A Assembleia Municipal (AM) de Oliveira do Hospital realiza-se amanhã, pelas 14h45, e tem como ponto principal a apreciação e votação do empréstimo até dois milhões de euros a ser concedido pelo BPI. Mas um dos pontos mais polémicos volta a ser o horário da reunião que tem sido muito contestado pela oposição e levado à ausência de vários eleitos, entre eles, o presidente da maior Junta de Freguesia do concelho, Nuno Oliveira. O novo líder do PSD concelhio, João Brito, disse ao CBS não entender a insistência neste horário “absurdo”, depois da promessa de que o mesmo seria revisto. António Lopes alinha no coro de criticas e considera que esta é apenas uma fórmula para ninguém “questionar e incomodar o poder”.

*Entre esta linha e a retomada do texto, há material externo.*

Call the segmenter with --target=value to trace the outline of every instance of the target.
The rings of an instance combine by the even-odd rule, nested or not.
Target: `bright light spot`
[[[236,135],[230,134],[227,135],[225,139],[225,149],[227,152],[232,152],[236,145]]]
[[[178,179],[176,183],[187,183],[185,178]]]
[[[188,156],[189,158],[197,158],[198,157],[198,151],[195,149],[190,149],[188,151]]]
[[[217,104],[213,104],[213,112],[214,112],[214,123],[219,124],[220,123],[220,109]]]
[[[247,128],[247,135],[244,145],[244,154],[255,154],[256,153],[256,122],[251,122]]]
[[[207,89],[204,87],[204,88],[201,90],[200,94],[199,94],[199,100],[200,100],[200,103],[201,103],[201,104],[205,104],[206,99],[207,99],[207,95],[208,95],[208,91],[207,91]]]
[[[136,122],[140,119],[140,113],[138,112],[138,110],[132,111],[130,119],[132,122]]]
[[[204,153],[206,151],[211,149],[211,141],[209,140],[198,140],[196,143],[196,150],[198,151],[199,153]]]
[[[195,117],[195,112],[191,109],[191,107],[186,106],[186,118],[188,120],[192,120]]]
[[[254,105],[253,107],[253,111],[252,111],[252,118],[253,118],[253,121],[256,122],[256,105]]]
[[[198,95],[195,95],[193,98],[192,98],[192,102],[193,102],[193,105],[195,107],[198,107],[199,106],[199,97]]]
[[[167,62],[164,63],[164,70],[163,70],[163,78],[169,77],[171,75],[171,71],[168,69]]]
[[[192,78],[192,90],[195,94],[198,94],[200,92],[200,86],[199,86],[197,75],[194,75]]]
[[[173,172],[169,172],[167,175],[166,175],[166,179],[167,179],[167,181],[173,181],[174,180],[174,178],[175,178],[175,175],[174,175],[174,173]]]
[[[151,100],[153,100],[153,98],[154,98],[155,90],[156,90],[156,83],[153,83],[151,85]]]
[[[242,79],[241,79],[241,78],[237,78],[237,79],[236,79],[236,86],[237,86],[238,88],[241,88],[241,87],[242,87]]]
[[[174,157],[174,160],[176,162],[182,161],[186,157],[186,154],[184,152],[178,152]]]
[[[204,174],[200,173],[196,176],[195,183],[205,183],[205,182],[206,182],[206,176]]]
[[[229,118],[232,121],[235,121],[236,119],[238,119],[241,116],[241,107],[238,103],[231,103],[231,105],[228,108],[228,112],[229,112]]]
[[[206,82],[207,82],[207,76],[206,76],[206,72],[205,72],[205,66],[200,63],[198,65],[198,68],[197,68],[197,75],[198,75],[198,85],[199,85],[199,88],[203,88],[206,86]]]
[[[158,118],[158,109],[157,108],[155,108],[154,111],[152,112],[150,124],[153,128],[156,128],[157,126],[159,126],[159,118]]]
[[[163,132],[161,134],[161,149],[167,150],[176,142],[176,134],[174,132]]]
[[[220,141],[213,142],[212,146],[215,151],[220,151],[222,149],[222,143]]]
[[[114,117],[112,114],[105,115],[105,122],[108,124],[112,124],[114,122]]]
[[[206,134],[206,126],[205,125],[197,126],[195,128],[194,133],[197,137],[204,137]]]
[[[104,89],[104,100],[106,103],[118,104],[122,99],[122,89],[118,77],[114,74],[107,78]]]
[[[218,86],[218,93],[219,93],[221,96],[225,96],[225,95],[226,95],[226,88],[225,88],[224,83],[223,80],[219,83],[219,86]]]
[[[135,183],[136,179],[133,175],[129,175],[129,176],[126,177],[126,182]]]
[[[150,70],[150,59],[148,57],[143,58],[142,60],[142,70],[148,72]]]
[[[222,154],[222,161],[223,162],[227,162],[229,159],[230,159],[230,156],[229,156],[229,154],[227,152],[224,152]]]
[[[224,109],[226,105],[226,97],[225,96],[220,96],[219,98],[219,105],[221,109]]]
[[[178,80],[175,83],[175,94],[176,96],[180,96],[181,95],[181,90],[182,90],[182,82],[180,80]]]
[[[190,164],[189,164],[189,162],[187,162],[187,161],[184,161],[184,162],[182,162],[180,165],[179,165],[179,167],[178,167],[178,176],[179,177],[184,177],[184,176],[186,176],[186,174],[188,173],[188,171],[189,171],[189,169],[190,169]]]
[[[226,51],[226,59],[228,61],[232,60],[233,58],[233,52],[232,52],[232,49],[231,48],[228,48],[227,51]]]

“A oposição está farta de protestar contra um horário que nem o representante da União das freguesias de Oliveira do Hospital e São Paio de Gramaços, a maior do concelho, consegue cumprir. Descobriram a forma de ninguém os incomodar. Isto é próprio de ditaduras, não de soluções democráticas que se querem participativas e de amplo debate”, explica António Lopes que irá faltar “pela primeira por motivos profissionais inadiáveis”. Ainda assim, refere, solicitou atempadamente para que a reunião fosse agendada para sábado (um dia, de resto, avançado como alternativa na última AM para as futuras reuniões, após as várias criticas dirigidas a Rodrigues Gonçalves. “Mas acharam que deveriam manter o mesmo horário”, lamenta António Lopes que hoje justificou a falta a Rodrigues Gonçalves devido à necessidade de estar presente “no Tribunal Cível do Funchal”. “Mais uma vez se lamenta a não alteração dos horários das Assembleias Municipais para horário mais compatível com as disponibilidades dos eleitos, como já foi sugerido em plenário e como eu próprio solicitei”, acrescenta ainda.

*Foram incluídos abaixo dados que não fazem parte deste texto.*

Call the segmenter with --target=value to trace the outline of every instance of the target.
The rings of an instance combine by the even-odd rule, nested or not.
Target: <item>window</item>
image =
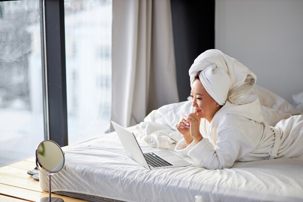
[[[111,0],[65,0],[68,144],[109,127]]]
[[[45,139],[40,1],[0,2],[0,167]]]
[[[111,0],[0,2],[0,167],[32,157],[43,140],[62,146],[67,134],[73,144],[109,128],[111,7]]]

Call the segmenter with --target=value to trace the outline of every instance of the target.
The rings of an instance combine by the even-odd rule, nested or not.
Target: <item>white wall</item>
[[[216,0],[215,48],[290,103],[303,91],[303,0]]]

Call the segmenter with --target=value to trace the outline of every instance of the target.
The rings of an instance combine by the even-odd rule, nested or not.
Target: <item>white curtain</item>
[[[127,127],[179,102],[170,1],[113,0],[112,6],[111,120]]]

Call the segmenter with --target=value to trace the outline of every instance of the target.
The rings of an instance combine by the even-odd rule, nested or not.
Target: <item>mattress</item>
[[[159,150],[139,143],[143,152]],[[147,170],[127,155],[115,132],[62,149],[65,164],[52,176],[52,191],[97,199],[91,201],[193,202],[196,195],[207,202],[303,201],[303,158],[209,170],[182,156],[192,165]],[[47,191],[48,177],[40,177]]]
[[[302,114],[267,89],[256,86],[253,91],[270,125]],[[192,110],[189,101],[167,105],[129,129],[143,152],[174,153],[182,138],[176,123]],[[65,163],[52,176],[52,191],[89,201],[193,202],[197,195],[208,202],[303,201],[303,158],[236,162],[230,169],[209,170],[180,156],[192,165],[147,170],[127,156],[115,132],[62,150]],[[47,176],[40,174],[40,183],[48,190]]]

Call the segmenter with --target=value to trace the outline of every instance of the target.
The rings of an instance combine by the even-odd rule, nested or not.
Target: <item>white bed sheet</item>
[[[115,132],[62,149],[65,164],[52,176],[52,191],[125,202],[194,202],[197,195],[205,202],[303,201],[303,158],[238,162],[222,170],[194,164],[147,170],[126,155]],[[40,177],[48,191],[48,177]]]

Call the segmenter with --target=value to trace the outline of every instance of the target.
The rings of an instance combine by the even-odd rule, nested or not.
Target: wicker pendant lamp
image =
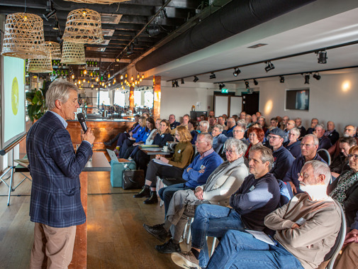
[[[51,53],[51,59],[61,59],[61,48],[60,48],[60,43],[52,41],[46,41],[45,42],[45,47],[50,50],[50,53]]]
[[[67,42],[99,44],[102,43],[101,15],[87,9],[72,11],[67,16],[66,28],[62,37]]]
[[[84,65],[84,45],[64,41],[61,62],[69,65]]]
[[[31,73],[50,73],[52,72],[50,49],[46,48],[46,57],[28,60],[28,72]]]
[[[75,3],[82,4],[111,4],[113,3],[121,3],[125,2],[130,0],[65,0]]]
[[[22,59],[46,56],[43,38],[43,21],[28,13],[14,13],[6,16],[1,55]]]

O líder do PSD de Oliveira do Hospital, por seu lado, diz não compreender esta “intransigência por parte de Rodrigues Gonçalves [presidente da AM] que tomou a decisão unilateral de alterar o horário”. “Já toda a gente percebeu que a Assembleia Municipal perdeu peso, com cada vez menos participação. Faltam sistematicamente elementos de todos os quadrantes políticos, incluindo aquele que representa a Junta de Freguesia com mais eleitores. O próprio presidente da autarquia, e ninguém se mostrou contra, já reconheceu que havia a necessidade de rever esta situação para permitir um verdadeiro debate democrático. A verdade é que continuamos com o mesmo horário e com um salão cada vez com mais cadeiras vazias”, acusa João Brito. “Quem trabalha por conta de outrem não pode estar sistematicamente a pedir ao patrão para o dispensar. E existem alternativas que facilitariam a vida a todos, só que há pessoas que se fartam de falar dos valores do 25 de Abril, mas não os colocam em prática”, explica.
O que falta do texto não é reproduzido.